From Bugzilla Helper: User-Agent: Mozilla/5.0 (X11; U; Linux i686; en-US; rv:1.0rc1) Gecko/20020424 Description of problem: THIS IS A BUGZILLA DOCUMENTING A PROBLEM THAT WAS FIXED IN THE RHEL AS2.1 QU2 BETA ERRATA WITH THE -e18 kernel. NO ACTION REQUIRED HERE. Dell PE6650 4CPU (noht) 12 Gigs Ram, 20 Gigs swap. All updates, kernel-2.4.9-e.12enterprise (2) Qlogic 2312 -qla2300_60300 Connectrix Symmetrix EMC Powerpath Machine slows to a crawl becomes unresponsive, Ping, TNS Ping only (means Oracle doesn't fail over), Keyboard lights responsive. No unusual messages in logs. Suggested serial console, enable MagicSysRQ. and remote top. Capture sysrq output other info and send it in for analysis. Version-Release number of selected component (if applicable): kernel-2.4.9-e12enterprise How reproducible: Sometimes Steps to Reproduce: 1.Have machine run for about two days under heavy load and machine will lock up as descrived above. 2. 3. Additional info:
Had customer remove PowerPath binary module and switch from Emulex to QLogic adapters so Red Hat would support them fully. Also had customer replace the GB crossover cable between the two onboard Broadcom NIC adapters with a standard CAT5E cable. Dell had them reconfigure their QLogic adapters so they didn't share IRQs. Oracle had them apply latest TARs. We also verified they had the latest ntp patch. Got SysRq+t,+p,+m traces and Engineering found the following problem..... Event posted 03-28-2003 11:33am by lwoodman with duration of 0.00 OK, I think we see what the problem is here: kswapd eventually calls invalidate_inode_pages() on one of the cpus and that takes the pagemap_lru_lock before entering what can be a very long loop of looking at inode pages. This does a spin_trylock of the page hash list lock for each page and if that fails, lets go of the pagemap_lru_lock than re-enters the "very long loop". In this case one of the other cpus has the page hash list lock and is spinning for the pagemap_lru_lock. On certain hardware/bus configurations the other cpu may never get the pagemap_lru_lock even though its spinning on it because it is in the cache of the cpu that owned it and wants it again. This can cause the system to deadlock. The way to fix this is to limit the number of inode pages invalidate_inode_pages() processes when its called from kswapd. Are you willing to try out a new kernel that has only this change??? You are the only customer we have seen with this problem so we have no other way to verify this fix. Larry Woodman, Dave Anderson and Rik van Riel...

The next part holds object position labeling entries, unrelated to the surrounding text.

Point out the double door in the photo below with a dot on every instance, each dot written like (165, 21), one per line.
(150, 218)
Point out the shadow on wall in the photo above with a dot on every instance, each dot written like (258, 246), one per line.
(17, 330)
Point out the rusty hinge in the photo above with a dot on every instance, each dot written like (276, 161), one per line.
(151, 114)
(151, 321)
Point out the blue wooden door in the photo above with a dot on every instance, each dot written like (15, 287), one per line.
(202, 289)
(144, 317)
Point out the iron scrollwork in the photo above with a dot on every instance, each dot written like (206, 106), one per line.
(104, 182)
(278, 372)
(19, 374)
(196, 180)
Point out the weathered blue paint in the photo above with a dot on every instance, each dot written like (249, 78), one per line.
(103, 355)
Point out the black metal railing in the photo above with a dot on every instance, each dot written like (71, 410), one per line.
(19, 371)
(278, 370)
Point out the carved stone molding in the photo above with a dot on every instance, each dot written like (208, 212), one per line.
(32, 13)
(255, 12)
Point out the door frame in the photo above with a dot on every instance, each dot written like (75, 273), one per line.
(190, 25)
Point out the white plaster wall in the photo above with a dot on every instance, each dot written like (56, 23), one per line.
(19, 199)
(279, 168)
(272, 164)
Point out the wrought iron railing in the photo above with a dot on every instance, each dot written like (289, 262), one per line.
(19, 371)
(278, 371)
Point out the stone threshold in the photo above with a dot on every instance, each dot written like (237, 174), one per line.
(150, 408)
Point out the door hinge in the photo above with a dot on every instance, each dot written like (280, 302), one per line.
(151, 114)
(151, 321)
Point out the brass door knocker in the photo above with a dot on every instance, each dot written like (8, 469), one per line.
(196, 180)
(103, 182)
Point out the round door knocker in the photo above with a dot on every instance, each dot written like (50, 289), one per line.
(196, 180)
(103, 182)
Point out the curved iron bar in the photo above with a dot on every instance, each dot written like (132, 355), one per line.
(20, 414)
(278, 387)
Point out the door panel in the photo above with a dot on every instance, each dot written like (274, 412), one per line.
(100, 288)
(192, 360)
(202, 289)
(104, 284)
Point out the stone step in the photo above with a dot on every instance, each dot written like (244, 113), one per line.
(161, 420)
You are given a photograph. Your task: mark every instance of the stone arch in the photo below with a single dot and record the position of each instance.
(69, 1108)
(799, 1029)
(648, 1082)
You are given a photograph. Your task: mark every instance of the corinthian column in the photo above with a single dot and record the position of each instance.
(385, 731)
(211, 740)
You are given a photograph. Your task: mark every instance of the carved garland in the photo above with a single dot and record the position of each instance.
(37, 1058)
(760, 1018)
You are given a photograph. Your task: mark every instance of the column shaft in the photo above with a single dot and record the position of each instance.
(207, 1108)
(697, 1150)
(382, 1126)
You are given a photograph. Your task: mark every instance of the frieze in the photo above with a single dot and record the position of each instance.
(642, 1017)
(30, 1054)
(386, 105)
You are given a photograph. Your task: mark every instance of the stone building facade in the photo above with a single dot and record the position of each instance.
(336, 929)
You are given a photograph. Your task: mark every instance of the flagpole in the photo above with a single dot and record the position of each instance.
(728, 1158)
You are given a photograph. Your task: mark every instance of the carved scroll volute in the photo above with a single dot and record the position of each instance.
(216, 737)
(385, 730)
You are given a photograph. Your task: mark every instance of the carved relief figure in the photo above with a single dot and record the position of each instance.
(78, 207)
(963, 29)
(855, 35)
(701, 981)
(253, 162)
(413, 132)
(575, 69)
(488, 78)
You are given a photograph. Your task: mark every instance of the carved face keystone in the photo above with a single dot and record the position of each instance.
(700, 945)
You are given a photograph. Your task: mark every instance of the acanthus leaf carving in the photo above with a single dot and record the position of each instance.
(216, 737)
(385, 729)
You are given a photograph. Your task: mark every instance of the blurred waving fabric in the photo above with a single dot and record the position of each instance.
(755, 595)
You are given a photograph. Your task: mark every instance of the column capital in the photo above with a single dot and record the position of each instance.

Provided patch for customer to try. Ran succefully for over two weeks and agreed to close incident. --- Fix is in the RHELAS2.1 QU2 errata (-e18 kerrnel). Reference Issue Tracker 17733. Bugzilla opened so Red Hat partners can track this problem and its resolution.
Note that customer planned to reinstall PowerPath software once problem was resolved. Also, there is a bug in the qla2300_060300 driver fixed in the qla2300_0604 driver which is also in the QU2 -e18 kernel. We tried a qla fix prior to getting the p-trace in case this was what the customer was hitting. Subsequently reverted back to the qla2300_060300 driver when we found the kernel problem.